About two weeks ago Andrew and I went on our football trip. I realized five minutes into the trip that I am a much bigger fan of traveling alone. Maybe its because I’ve done that more than traveled with someone but the constant complaining of “why are we not at the gate yet/why are we not taking off/oh look they made friends, how weird.” was so grating on my nerves I had trouble staying sane. I thanked the stars I brought my headphones and quickly watched greys anatomy as he tried to sleep during the flight. This is where stuff really goes a little odd and its probably 99.9% my fault.
We get to the hotel, absolutely GORGEOUS. I didn’t think I liked a room more…until I saw my first SD again spur of the moment recently but thats for another time… and I changed in to PJs as he turned the TV on. We cuddled and watched sports center, laughing at the commentators really rude jokes. Finally he turned it off, kissed me goodnight, and kept cuddling. Normal stuff, right?
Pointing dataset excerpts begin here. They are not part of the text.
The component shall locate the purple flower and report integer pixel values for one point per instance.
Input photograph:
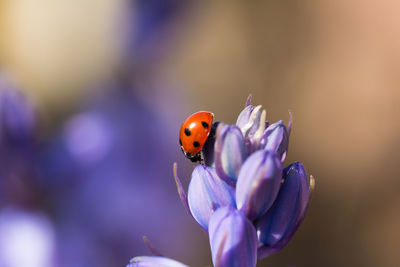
(258, 183)
(278, 225)
(154, 261)
(207, 192)
(233, 239)
(17, 118)
(276, 138)
(248, 161)
(230, 152)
Suddenly, he pulled away and seemed somewhat offended. I asked what was wrong and he says “I’m just going to let you sleep, I don’t want to bother you.” Hmmm…what? Again, I have trouble with people who need constant affirmation that the choices they make are ok to make. I told him he was fine, come back to my side and we can go to sleep. Nope. I’m not going to tell you something is ok twice, I can’t really grasp the whole concept of that. It is a fault of my own and I’m trying to change that but its hard. Fault of independent personality I guess.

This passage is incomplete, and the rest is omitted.